We consider a distributed coding for computing problem with constant decoding locality, i.e. with a vanishing error probability, any single sample of the function can be approximately recovered by probing only constant number of compressed bits. We establish an achievable rate region by designing an efficient coding scheme. The scheme reduces the required rate by introducing auxiliary random variables and supports local decoding at the same time. Then we show the rate region is optimal under mild regularity conditions on source distributions.
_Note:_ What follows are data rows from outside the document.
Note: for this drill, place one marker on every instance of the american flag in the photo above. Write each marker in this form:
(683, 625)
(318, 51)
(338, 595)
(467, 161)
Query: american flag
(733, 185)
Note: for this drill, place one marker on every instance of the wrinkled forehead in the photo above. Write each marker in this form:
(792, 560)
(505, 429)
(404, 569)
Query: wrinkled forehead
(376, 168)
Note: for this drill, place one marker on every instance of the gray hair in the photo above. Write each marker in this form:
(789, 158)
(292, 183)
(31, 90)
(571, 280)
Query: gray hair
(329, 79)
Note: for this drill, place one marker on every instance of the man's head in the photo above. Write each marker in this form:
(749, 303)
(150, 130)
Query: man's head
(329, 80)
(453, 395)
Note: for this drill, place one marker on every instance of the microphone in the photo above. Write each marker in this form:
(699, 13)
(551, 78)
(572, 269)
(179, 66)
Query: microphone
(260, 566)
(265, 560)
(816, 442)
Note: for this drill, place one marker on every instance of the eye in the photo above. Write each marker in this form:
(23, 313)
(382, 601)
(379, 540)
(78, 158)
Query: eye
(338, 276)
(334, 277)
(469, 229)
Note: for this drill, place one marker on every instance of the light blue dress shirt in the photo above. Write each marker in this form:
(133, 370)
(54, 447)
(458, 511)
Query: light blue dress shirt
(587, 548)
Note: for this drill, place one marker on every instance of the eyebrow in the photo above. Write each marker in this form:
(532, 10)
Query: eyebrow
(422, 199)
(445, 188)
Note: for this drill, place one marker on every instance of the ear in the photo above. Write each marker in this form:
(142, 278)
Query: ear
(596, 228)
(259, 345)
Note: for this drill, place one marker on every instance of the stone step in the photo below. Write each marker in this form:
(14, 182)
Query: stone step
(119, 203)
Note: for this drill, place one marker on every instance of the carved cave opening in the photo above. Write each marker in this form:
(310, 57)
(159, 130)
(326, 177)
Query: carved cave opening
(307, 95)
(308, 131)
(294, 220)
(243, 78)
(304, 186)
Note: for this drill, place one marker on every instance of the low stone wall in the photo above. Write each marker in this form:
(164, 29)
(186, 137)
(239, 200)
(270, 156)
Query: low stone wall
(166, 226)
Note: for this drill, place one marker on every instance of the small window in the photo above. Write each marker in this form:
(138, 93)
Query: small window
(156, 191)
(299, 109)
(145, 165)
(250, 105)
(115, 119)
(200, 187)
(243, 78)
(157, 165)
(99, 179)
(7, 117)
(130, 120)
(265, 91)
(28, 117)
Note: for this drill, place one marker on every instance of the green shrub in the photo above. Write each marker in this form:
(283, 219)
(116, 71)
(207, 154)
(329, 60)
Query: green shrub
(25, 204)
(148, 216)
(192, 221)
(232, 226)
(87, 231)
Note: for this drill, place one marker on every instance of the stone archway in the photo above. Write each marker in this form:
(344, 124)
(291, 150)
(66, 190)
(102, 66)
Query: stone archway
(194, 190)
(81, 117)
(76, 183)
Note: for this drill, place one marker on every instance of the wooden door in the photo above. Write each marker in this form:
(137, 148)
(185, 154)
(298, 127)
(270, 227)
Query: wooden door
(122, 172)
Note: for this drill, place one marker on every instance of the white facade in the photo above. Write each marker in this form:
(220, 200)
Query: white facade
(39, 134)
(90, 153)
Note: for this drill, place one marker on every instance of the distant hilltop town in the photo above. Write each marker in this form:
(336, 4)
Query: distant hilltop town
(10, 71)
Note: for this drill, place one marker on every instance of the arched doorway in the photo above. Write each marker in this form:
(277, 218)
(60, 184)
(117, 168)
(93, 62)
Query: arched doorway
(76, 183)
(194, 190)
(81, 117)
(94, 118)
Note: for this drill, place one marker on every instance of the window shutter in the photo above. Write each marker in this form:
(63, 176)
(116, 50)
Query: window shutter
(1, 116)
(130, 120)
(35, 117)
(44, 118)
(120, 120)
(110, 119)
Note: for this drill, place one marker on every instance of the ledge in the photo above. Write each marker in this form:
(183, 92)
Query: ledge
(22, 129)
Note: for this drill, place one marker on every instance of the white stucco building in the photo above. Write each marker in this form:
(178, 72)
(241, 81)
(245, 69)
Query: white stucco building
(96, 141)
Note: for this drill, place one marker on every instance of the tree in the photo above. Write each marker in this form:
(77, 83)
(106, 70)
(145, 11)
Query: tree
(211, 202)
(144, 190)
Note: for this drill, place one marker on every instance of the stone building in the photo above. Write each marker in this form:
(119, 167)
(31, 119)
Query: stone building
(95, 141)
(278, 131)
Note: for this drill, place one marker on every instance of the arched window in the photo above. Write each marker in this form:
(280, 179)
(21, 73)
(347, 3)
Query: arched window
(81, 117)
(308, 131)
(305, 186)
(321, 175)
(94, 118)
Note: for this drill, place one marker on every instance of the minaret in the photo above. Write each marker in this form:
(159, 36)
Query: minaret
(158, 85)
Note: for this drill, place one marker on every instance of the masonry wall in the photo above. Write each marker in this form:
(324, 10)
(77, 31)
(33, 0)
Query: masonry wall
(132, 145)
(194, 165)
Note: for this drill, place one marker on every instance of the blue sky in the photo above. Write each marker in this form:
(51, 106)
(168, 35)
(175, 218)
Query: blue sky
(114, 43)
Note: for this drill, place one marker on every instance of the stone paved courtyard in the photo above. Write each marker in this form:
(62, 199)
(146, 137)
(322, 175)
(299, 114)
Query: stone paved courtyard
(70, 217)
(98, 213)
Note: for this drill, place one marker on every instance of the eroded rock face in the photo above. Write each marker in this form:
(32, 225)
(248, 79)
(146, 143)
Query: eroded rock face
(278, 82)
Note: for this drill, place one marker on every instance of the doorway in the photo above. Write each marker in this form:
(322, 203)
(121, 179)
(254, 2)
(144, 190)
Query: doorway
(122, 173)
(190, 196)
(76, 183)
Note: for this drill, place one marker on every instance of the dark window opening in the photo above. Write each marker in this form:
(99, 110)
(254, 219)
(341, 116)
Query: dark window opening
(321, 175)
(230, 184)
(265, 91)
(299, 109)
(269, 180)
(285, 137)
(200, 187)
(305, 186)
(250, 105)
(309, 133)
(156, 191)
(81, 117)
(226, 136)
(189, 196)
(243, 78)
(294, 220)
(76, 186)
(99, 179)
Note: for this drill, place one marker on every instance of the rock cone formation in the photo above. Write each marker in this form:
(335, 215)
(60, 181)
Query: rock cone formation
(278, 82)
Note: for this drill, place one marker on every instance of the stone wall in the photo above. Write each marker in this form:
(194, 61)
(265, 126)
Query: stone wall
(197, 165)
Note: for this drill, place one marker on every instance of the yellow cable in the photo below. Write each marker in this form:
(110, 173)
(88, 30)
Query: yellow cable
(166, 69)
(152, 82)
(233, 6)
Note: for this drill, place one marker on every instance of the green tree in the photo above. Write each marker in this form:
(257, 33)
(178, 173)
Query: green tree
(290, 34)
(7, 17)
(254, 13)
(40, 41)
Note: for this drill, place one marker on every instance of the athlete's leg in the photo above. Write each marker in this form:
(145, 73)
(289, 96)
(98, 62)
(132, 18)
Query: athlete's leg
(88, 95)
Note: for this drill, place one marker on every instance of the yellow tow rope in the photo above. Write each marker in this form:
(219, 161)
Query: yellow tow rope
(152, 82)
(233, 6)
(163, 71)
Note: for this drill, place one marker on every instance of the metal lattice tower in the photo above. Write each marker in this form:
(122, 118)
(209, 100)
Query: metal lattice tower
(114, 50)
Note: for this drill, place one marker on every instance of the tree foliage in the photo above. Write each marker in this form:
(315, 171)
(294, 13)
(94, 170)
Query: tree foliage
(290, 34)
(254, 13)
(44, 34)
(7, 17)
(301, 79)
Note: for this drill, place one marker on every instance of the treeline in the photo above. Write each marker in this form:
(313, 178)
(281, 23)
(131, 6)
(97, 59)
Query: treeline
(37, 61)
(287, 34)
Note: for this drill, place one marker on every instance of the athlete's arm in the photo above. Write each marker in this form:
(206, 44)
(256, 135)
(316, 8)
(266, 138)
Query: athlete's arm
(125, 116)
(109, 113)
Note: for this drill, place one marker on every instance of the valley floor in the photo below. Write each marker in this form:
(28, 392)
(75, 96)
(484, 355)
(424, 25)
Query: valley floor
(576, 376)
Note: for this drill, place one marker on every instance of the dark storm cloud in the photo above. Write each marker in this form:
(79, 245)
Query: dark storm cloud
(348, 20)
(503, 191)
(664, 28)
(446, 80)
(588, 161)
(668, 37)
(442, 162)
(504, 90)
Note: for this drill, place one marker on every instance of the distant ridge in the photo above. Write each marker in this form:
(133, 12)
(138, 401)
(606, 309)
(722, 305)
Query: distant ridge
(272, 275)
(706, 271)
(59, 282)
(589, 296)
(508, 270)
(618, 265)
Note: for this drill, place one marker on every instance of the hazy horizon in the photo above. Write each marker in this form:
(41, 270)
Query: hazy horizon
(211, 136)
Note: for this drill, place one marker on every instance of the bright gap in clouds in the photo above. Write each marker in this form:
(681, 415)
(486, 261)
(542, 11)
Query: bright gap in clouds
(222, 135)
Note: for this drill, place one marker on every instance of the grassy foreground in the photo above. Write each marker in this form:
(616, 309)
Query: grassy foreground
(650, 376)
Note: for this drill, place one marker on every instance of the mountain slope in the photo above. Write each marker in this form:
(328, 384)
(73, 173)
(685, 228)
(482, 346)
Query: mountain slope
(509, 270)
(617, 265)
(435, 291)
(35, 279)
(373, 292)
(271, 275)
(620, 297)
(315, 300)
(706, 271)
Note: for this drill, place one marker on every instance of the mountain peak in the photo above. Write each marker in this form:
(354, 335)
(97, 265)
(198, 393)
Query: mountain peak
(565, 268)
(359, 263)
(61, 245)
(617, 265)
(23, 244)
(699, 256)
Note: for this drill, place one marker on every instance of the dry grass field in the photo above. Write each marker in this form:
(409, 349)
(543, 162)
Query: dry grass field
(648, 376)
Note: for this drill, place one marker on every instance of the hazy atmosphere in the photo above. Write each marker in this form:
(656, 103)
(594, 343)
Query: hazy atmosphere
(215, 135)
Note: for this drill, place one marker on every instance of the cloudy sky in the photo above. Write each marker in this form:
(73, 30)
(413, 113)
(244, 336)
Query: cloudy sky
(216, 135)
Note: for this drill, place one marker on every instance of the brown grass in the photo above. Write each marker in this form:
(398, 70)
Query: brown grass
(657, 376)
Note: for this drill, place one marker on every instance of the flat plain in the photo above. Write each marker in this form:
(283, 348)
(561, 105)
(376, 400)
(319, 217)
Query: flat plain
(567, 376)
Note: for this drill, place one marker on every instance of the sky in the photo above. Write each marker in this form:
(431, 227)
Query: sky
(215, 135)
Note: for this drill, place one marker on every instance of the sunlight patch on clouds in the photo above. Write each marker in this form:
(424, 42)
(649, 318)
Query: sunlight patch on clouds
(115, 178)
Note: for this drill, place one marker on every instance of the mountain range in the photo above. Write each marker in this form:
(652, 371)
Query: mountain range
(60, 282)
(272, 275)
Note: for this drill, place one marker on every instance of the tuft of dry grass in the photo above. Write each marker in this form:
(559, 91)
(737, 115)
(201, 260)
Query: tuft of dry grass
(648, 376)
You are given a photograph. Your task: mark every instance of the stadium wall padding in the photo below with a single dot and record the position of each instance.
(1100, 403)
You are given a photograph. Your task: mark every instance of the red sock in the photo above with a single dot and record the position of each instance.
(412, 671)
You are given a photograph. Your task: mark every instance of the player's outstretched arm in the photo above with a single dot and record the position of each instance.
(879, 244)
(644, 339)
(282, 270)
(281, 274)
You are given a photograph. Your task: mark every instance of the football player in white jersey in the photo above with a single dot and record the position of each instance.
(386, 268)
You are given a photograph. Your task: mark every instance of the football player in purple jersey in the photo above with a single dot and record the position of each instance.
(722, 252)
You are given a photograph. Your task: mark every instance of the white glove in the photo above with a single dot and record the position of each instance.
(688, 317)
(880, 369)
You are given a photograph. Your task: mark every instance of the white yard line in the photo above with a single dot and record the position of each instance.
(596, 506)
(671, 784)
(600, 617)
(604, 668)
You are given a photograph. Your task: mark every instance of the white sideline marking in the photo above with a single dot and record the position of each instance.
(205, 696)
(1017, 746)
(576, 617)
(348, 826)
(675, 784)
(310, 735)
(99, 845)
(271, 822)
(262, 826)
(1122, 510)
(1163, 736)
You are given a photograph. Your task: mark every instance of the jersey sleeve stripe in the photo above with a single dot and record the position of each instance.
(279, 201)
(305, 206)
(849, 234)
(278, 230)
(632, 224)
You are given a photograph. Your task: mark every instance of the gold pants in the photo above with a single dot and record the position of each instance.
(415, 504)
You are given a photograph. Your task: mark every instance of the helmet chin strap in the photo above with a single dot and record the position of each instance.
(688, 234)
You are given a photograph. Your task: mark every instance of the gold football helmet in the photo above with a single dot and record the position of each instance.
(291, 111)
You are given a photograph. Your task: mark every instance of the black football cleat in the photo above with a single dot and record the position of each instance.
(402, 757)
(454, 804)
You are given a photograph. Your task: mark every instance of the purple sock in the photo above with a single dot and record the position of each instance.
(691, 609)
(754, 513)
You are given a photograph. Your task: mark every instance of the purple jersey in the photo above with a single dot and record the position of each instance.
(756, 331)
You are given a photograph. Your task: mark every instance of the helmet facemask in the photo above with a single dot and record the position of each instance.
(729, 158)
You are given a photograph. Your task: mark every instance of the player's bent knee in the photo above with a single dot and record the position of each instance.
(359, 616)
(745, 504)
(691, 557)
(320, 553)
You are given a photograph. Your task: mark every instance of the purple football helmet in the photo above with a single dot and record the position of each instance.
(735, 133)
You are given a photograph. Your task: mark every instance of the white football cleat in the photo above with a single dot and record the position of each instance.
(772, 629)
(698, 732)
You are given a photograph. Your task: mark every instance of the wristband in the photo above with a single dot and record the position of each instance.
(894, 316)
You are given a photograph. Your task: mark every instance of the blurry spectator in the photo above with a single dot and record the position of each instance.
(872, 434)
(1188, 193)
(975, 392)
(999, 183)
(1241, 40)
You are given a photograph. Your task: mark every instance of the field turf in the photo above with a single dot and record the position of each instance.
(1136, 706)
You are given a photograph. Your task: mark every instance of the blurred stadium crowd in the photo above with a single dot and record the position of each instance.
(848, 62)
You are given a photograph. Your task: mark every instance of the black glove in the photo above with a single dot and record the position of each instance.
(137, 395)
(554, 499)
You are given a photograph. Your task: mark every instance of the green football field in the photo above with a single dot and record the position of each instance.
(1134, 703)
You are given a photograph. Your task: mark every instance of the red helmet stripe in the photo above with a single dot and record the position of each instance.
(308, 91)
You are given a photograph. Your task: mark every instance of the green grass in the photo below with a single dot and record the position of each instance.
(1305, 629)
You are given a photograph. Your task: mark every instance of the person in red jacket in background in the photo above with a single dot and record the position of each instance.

A coding for computing problem with side information is analogously studied. These results indicate that more rate has to be taken in order to achieve lower coding complexity in distributed computing settings. Moreover, useful graph characterizations are developed to simplify the computation of the achievable rate region.

翻译：我们研究具有恒定译码局部性的分布式编码计算问题，即：在误差概率可忽略的条件下，通过仅探测恒定数量的压缩比特即可近似恢复函数的任意单个样本。通过设计一种高效编码方案，我们建立了可达速率区域。该方案通过引入辅助随机变量来降低所需速率，同时支持局部译码。随后我们证明，在源分布满足温和正则性条件时，该速率区域是最优的。类似地，我们研究了具有边信息的编码计算问题。这些结果表明，在分布式计算场景中，为降低编码复杂度需要消耗更多速率。此外，我们开发了有用的图论刻画方法以简化可达速率区域的计算。